The Valentine House by Emma Henderson
|The Valentine House by Emma Henderson|
|Category: Literary Fiction|
|Reviewer: Luke Marlowe|
|Summary: A tale that transports the readers to the beautiful French Alps, and in time back to both 1914 and mid 1970s, The Valentine House is a read full of intriguing mysteries and interesting characters.|
|Buy? Yes||Borrow? Yes|
|Pages: 352||Date: April 2017|
|External links: Author's website|
In June 1914, Sir Anthony Valentine, a keen mountaineer, arrives with his family to spend the summer in their chalet, high in the French Alps. There, for the first time, fourteen-year-old foundling Mathilde starts work as one of the 'uglies' - village girls employed as servants and picked, it is believed, to ensure they don't catch Sir Anthony's roving eye. For Mathilde it is the start of a life-long entanglement with les anglais - strange, exciting people, far removed from the hard grind of farming. Except she soon finds the Valentines are less carefree than they appear, with a curiously absent daughter no one talks about. It will be decades - disrupted by war, accidents and a cruel betrayal - before Mathilde discovers the key to the mystery. And in 1976, the year Sir Anthony's great-great grandson comes to visit, she must decide whether to use it.
Emma Henderson is an Oxford- and Yale- educated author, who previously published the Orange Prize shortlisted Grace Williams Says It Loud. She previously ran a ski and snowboard lodge in the French Alps - a setting which is at the heart of The Valentine House. I'm not much of a skier - I've been twice, but after seemingly spending a huge amount of money to spend large periods of time stuck on my back in the snow, I quickly became far more interested in the cheese, wine, and stunning scenery. That scenery takes centre stage in The Valentine House, and, once the reader is past the first, breathtaking chapter (breathtaking due to the gasp inducing language used in the first couple of pages!), they are swept into a tale that spans over 50 years, with a sweep full of mysteries, fascinating characters and enjoyable humour.
Mathilde is a young girl who, in 1914, is sent to work at a holiday chalet owned by a wealthy English family. Mathilde is an uglie - a girl unattractive enough that Sir Anthony Valentine will not be tempted by her. Once the reader has, through Mathilde, got to know the people who inhabit that chalet, the story switches to 1976, with a character called George picking up the narrative - having just lost his parents, he begins to uncover the mysteries of the house, with plenty of flipping back and forth between the two narratives. The structure works well, and there are plenty of plot strands that are weaved into an overall compelling narrative, although some do feel a little excessive - there's a lot going on, and the plot occasionally feels a little flabby as a result.

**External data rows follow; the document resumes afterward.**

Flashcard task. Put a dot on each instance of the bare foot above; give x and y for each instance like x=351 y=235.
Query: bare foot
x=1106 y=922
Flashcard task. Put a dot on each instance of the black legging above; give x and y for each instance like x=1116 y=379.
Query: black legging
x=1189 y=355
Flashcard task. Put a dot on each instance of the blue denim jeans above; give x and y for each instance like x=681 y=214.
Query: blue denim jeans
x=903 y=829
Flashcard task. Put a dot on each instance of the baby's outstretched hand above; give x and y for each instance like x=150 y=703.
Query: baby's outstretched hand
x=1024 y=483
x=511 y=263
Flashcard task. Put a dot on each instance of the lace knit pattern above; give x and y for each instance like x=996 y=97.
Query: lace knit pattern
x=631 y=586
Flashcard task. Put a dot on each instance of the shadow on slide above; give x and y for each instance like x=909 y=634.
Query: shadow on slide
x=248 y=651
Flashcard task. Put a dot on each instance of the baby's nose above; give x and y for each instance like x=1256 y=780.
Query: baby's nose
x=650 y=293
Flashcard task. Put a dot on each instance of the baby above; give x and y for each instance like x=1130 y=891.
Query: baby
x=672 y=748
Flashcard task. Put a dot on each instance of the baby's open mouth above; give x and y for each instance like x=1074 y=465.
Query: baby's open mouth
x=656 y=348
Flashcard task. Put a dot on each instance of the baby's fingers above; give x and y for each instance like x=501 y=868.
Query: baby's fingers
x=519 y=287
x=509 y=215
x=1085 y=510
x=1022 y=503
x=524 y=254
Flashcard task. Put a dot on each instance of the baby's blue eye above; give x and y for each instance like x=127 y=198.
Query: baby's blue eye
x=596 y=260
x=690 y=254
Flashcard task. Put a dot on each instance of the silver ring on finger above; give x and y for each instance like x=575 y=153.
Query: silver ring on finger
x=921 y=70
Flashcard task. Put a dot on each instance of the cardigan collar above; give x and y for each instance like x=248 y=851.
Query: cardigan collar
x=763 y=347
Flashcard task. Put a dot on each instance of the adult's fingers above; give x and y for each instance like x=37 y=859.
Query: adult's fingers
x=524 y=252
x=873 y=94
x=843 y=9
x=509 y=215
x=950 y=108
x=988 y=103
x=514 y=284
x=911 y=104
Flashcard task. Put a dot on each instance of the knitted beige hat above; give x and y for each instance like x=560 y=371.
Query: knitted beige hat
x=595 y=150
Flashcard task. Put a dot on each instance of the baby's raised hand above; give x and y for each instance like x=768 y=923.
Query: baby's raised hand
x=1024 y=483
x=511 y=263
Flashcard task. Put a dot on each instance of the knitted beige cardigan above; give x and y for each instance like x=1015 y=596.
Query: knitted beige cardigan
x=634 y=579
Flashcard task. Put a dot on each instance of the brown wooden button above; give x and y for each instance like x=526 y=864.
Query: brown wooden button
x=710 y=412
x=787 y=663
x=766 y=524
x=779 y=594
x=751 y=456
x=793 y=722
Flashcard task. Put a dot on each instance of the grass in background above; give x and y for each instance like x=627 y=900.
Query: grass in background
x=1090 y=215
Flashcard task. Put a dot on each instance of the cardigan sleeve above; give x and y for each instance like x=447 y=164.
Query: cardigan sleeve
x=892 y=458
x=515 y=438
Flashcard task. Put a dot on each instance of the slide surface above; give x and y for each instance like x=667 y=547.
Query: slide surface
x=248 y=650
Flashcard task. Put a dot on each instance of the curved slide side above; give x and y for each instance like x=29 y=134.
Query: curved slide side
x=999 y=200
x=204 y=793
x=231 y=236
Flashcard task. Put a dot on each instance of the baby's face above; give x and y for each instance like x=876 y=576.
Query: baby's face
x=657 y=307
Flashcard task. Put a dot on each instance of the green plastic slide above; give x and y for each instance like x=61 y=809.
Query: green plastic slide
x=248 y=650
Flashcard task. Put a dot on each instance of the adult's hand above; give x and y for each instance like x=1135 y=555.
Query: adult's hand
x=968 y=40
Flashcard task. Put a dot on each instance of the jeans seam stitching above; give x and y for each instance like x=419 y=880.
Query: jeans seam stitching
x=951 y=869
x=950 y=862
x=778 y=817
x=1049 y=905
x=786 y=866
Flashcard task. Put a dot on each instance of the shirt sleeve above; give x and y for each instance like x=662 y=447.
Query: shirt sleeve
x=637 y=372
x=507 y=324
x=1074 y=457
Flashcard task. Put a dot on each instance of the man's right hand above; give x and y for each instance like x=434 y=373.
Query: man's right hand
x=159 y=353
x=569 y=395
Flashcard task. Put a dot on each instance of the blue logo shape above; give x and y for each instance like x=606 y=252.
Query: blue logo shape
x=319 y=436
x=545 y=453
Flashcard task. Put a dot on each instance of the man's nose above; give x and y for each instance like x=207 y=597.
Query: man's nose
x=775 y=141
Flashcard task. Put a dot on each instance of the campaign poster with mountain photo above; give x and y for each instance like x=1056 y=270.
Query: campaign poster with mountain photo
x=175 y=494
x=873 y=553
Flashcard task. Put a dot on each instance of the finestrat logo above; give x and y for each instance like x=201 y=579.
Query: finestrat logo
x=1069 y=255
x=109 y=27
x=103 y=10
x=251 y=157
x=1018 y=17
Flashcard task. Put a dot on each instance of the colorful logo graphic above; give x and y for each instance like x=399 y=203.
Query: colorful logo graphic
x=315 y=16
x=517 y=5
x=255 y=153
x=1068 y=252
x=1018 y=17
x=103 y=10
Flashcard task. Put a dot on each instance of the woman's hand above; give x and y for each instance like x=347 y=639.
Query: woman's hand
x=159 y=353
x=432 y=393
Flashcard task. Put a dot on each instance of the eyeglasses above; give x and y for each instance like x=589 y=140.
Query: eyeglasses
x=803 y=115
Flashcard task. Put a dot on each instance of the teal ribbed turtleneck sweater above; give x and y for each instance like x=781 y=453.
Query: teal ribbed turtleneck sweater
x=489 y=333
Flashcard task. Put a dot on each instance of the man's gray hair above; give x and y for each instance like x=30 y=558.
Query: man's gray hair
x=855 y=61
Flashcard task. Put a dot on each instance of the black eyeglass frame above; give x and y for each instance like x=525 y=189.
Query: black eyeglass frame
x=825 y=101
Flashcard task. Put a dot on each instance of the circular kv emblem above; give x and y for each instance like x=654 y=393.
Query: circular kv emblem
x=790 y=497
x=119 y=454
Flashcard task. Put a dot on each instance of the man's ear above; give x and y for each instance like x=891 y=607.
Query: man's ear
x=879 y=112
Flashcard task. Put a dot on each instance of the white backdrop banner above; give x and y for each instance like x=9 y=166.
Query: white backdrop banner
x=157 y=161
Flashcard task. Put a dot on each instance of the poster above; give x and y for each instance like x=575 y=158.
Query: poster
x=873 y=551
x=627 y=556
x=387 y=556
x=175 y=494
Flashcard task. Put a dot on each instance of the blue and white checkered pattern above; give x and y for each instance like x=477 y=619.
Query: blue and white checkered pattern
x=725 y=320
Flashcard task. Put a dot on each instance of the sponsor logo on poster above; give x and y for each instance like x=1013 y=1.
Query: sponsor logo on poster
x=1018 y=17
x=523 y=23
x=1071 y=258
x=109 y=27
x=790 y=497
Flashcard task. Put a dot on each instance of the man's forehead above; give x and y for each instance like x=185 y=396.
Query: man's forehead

However, this is a strong read, with excellent characters, an intriguing plot, and a stunning setting. If you fancy finding yourself in the fresh, clean air of the alps, full of cheese and wine and wathcing the fascinating goings on in The Valentine House, then you're in for a treat. Many thanks for the publishers for the copy.
For further reading I recommend The Miniaturist by Jessie Burton. A tale set in a vastly different period, it's nevertheless a compelling tale that takes in a fascinating range of characters in the Holland of the late 1600's.